En totale opposition aux deux derniers thèmes, celui des Therns (apparaissant dans A Thern For the Worse à 3:00) ne consiste qu'en quelques nappes de violons et un chœur de femmes distant. Le thème des Therns est calme, sinueux et mystique à l'image de ceux que les martiens considèrent comme les messagers de la déesse Issus, manipulant les conflits dans l'ombre, mais ne participant pas directement aux combats.

Tous ces thèmes ne cessent de se développer, de se percuter au sein de morceaux énergiques. Ils se livrent une lutte musicale éreintante, arbitrée par le toujours splendide thème de John Carter, et ponctuée par des pauses rafraîchissantes grâce au love theme et à la voix solo éthérée de la poignante chanteuse iranienne Azam Ali  entendue dès l'ouverture du film : elle incarne en quelques sortes les âmes perdues peuplant cette planète désertique, moribonde, souffrante ; cette terre perpétuellement déchirée par la guerre.

Le point culminant de cette opulente œuvre musicale est sans aucun doute le très galvanisant The Prize is Barsoom et The Fight for Helium, la bataille finale épique entre les Héliumites, les Tharks, les Zodangiens et les Therns dans la cité d'Hélium.
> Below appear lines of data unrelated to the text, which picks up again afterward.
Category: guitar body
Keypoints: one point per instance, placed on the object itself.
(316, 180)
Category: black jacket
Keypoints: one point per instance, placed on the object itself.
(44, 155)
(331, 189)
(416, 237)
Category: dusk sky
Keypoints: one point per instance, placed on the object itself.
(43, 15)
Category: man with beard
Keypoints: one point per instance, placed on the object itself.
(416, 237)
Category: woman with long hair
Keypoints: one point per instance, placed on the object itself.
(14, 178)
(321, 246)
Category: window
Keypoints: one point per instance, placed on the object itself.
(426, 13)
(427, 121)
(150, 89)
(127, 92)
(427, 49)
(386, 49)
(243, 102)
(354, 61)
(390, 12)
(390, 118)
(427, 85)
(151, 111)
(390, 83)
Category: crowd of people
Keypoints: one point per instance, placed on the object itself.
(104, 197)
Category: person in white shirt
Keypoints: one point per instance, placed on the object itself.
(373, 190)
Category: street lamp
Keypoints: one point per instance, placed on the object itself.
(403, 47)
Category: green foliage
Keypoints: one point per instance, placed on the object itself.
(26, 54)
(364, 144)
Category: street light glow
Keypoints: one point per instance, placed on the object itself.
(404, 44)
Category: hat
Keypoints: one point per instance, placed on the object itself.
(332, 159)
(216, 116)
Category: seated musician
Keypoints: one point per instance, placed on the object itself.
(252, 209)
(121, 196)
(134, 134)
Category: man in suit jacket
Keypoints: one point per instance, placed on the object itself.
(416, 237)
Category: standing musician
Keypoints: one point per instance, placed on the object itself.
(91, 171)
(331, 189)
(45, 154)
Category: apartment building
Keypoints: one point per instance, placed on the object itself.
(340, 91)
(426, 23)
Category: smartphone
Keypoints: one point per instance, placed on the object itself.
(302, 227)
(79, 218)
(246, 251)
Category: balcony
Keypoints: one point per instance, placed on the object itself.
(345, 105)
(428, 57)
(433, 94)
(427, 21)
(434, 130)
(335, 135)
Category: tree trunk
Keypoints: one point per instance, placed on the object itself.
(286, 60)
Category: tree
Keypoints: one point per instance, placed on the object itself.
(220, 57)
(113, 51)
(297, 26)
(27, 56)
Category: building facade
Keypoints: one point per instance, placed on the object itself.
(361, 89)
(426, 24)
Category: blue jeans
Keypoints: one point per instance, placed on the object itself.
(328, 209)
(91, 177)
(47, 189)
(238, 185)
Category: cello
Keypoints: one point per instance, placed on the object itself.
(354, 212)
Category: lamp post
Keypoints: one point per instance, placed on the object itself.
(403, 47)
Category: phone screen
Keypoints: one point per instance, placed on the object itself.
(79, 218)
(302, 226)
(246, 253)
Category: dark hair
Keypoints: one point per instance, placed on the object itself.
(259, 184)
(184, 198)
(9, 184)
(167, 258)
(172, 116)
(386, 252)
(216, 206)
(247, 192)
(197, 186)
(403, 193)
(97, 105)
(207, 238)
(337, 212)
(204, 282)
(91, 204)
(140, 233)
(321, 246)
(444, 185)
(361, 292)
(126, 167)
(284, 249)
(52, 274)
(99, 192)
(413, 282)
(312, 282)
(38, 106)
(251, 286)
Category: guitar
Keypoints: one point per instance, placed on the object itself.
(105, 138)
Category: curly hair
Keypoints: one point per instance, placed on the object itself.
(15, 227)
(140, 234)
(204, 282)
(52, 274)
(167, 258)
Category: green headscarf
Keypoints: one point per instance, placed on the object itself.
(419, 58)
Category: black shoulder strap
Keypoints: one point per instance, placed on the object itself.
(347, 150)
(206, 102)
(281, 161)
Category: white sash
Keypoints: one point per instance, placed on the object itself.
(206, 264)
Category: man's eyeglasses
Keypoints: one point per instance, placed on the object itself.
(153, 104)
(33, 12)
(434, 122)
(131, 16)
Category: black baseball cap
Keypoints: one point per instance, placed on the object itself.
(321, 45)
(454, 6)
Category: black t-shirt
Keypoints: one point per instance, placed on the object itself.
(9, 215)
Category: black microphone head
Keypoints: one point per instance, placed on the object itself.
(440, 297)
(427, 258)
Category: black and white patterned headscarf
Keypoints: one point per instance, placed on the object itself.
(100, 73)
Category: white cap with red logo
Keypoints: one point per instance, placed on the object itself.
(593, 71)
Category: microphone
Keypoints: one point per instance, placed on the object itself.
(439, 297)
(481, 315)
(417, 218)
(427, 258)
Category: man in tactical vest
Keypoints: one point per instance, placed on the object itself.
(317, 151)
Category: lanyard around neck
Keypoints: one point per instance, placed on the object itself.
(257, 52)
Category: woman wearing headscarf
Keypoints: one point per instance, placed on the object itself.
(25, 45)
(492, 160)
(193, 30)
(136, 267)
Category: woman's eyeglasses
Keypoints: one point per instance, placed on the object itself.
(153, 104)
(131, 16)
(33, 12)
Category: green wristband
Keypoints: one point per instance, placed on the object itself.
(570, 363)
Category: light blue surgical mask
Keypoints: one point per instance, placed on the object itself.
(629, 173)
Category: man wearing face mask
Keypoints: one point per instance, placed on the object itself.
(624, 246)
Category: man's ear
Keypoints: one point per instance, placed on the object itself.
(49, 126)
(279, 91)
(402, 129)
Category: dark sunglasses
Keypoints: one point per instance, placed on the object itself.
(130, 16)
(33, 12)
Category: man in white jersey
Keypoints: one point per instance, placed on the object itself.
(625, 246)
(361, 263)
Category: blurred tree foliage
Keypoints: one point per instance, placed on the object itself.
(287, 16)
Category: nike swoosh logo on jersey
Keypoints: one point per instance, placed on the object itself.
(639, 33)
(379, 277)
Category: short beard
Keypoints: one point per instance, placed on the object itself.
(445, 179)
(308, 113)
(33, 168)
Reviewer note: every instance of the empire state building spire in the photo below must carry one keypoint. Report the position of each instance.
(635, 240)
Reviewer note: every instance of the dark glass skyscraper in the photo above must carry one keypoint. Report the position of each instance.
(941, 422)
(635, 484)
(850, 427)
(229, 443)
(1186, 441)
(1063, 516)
L'album de John Carter prend alors une dimension musicale absolument renversante, n'ayant cessé de s'étoffer durant toute sa durée. Le point final est apporté par le générique de fin (John Carter of Mars) qui reprend tous les thèmes principaux en une suite qui synthétise ainsi toute l'identité de la partition. Cette conclusion achève une symphonie de science-fiction misant autant sur l'émotion que la grandeur, bien loin des poncifs hollywoodiens actuels qui visent plus la percussion lourde et la saturation musicale que la richesse et la subtilité orchestrale ici de rigueur.